I am trying to control that the following differentialequation is stable for the numerical time-integration method: Euler Forward with $\Delta t = 1$.
$$
y''(t)+y'(t)+\sin(y(t)) = 0, \ \ \ \ y(0 ) = 1, y'(1) = 0.
$$
By using the following, we can transform this into a system of differential equations. Since we know that our ODE is non-linear, we will use the Jacobi-matrix of $\bf{y'}= \begin{bmatrix} y_1'(t) \\ y_2'(t) \end{bmatrix}$.
\begin{align}
y_1&=y &\Rightarrow y_1' &= y_2,\\
y_2&=y' &\Rightarrow y_2'& = -y_2-\sin(y_1).
\end{align}
The Jacobi-matrix is:
\begin{equation}
J(y_1,y_2)= \begin{bmatrix} 0 & 1\\
-\cos(y_1) & -1 \end{bmatrix}.
\end{equation}
We will calculate the eigen-values of this matrix, these are:
\begin{align}
\lambda_1 &= \frac{-1 + \sqrt{1-4 \cos(y_1)} }{2},\\
\lambda_2 &= \frac{-1 – \sqrt{1-4 \cos(y_1)} }{2}.
\end{align}
Now, my question is: These eigenvalues can be complex, so how is it possible for Euler Forward to be stable, I recall that Euler Forward is not stable if the eigenvalues have complex parts.
Thanks for your time,
K. Kamal
Best Answer
The condition for stability is that for eigenvalues $λ$ with negative real part you have $$|1+hλ|<1.$$ For your problem these eigenvalue are $λ=\frac12(-1\pm i\sqrt{3})$ and $λ=-\frac12(1+\sqrt5)$ so that the condition is $$ (1-\tfrac12h)^2+\tfrac34h^2<1\iff h^2-h<0~~\text{ and }~~h(1+\sqrt5)<4 $$ and as $h>0$, the bound for stability is $h<\min(1, \frac{4}{1+\sqrt5})=1$.

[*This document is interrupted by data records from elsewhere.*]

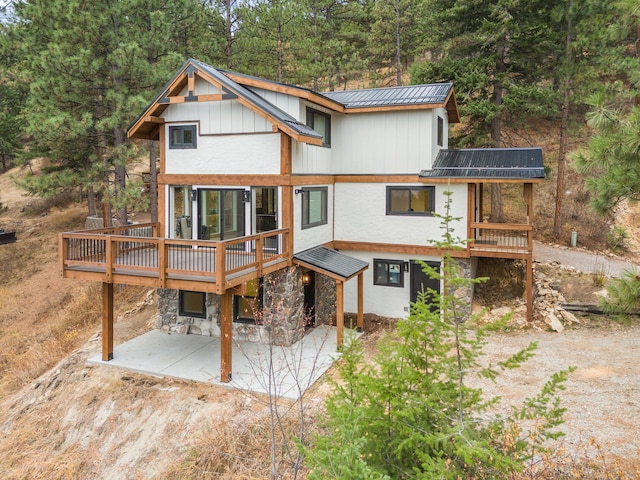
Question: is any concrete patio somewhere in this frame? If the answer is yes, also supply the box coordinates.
[88,326,352,400]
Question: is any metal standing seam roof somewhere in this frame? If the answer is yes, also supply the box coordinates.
[191,59,322,138]
[322,83,453,108]
[293,246,369,280]
[127,59,322,138]
[419,147,545,179]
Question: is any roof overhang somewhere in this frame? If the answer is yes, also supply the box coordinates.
[127,59,322,145]
[293,246,369,282]
[419,147,545,183]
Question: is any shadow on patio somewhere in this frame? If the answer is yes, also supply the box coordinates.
[88,326,351,400]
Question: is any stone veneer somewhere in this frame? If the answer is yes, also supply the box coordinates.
[157,267,312,346]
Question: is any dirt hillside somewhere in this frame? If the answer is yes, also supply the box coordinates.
[0,163,640,479]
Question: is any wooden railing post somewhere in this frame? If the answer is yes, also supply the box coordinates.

However this only means that you avoid visibly, blatantly wrong behavior of the numerical solution, that is, that if the exact solution moves towards a fixed point, that the numerical solution were to explode away from it. The overall global error of size $O(h)$ or for variable time, $O((e^{Lt}-1)h)$, still remains. It may be advisable to take $h$ much smaller than the stability bound to get a sensible global error.
While the exact solution converges very rapidly towards the origin, with a bit more than one visible rotation about zero, the numerical solution with step size $h=0.5$ still somewhat shows that rapidity while $h=0.75$ has a rather slow convergence and $h=1$ looks undecided if it approaches the origin at all.